The 6-3 decision said the state may continue to bar sentencing juries from getting specific instructions on factors pointing to life in prison, not death, as the appropriate punishment.
Had the justices voted the other way, Douglas MacArthur Buchanan would have won a new sentencing trial and similar proceedings might have been needed for many others among the more than 40 inmates on Virginia’s death row.
The provision at issue is believed to be unique among death penalty laws, but today’s ruling means other states are free to follow Virginia’s lead.
Buchanan was 19 when in 1987 he used a rifle to kill his father, Douglas; stepmother, Geraldine; and stepbrothers, Christopher, 10, and Joel, 13, in Naola, Va. He admitted to the Amherst County killings but said they had not been premeditated.
Like many states with the death penalty, Virginia allows sentencing jurors to consider various mitigating and aggravating factors when choosing a punishment for a convicted murderer. The law lists some of each type.

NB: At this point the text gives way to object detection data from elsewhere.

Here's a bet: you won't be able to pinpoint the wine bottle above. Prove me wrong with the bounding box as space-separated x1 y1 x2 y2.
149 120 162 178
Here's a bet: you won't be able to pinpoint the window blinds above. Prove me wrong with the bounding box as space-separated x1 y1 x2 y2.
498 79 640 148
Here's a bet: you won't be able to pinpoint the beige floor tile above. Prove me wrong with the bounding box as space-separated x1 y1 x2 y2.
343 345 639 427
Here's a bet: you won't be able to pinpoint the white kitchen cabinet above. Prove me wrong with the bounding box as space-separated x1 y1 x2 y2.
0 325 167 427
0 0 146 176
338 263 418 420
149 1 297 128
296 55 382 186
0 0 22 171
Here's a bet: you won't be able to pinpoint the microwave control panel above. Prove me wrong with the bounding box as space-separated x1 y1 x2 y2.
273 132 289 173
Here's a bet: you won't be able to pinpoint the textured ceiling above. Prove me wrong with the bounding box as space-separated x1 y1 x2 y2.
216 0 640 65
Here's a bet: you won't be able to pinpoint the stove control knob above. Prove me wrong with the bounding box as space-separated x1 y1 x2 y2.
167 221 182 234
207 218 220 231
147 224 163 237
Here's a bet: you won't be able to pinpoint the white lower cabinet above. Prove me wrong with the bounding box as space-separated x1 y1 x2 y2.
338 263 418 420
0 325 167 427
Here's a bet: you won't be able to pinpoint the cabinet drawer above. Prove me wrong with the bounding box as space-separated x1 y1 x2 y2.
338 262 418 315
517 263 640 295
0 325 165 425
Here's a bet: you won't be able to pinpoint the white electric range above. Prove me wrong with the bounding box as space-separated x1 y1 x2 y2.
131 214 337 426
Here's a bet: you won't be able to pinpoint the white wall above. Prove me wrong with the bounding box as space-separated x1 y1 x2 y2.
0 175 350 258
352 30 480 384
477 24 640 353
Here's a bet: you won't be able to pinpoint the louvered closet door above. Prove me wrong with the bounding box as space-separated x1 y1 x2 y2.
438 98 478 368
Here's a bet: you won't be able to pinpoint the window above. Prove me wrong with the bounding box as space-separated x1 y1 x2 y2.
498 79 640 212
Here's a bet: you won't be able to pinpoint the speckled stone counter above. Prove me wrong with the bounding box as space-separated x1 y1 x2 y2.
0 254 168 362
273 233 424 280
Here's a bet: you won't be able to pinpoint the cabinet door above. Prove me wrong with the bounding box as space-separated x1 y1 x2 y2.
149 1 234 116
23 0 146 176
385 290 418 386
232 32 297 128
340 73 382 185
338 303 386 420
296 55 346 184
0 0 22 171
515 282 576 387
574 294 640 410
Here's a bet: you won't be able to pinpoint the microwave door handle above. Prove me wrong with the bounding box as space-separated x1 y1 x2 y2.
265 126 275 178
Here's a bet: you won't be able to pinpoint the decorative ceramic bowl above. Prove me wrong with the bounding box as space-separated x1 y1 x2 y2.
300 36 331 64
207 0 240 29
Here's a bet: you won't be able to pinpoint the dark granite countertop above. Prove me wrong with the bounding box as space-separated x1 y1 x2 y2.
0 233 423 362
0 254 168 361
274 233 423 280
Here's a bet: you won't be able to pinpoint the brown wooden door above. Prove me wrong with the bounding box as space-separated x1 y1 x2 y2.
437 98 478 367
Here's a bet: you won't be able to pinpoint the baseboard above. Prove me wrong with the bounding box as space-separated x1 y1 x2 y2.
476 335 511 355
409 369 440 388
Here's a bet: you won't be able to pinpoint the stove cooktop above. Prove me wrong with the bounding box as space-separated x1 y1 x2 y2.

The jury that recommended a death sentence for Buchanan had been told specifically about the one listed aggravating factor Virginia prosecutors were pressing _ that his conduct was ``outrageously or wantonly vile, horrible or inhuman.″
But the judge rejected a request by Buchanan’s lawyer that the jurors be told about three listed mitigating factors _ his youth, his lack of a criminal history and extreme emotional disturbance resulting from alleged abuse by his father and stepmother.
Buchanan’s lawyer had referred to all three mitigating factors during opening and closing arguments of the sentencing trial, and the judge told jurors to consider ``all the evidence″ in choosing between life and death.
The jury was told it was free to impose a life sentence even if it found the aggravating factor existed in Buchanan’s case.
The Virginia Supreme Court, a federal trial judge and the 4th U.S. Circuit Court of Appeals all upheld Buchanan’s death sentence.
His Supreme Court appeal argued that the Virginia law unfairly stacked the deck against him. Today, the highest court disagreed.
Chief Justice William H. Rehnquist wrote for the court that the determining factor is whether there’s a reasonable likelihood that the jury has applied its instructions in a way that allows consideration of all constitutionally relevant evidence. That likelihood exists in Buchanan’s case, the court concluded.
``This case calls on us to decide whether the Eighth Amendment requires that a capital jury be instructed on the concept of mitigating evidence generally, or on particular statutory mitigating factors. We hold that it does not,″ Rehnquist said.
The Eighth Amendment bars cruel and unusual punishment.
Justices Stephen G. Breyer, John Paul Stevens and Ruth Bader Ginsburg dissented.
``To uphold the instructions given here is to risk that the death penalty will be imposed in spite of factors which may call for a less severe penalty,″ Breyer wrote for the three dissenters.
The case is Buchanan vs. Angelone, 96-8400.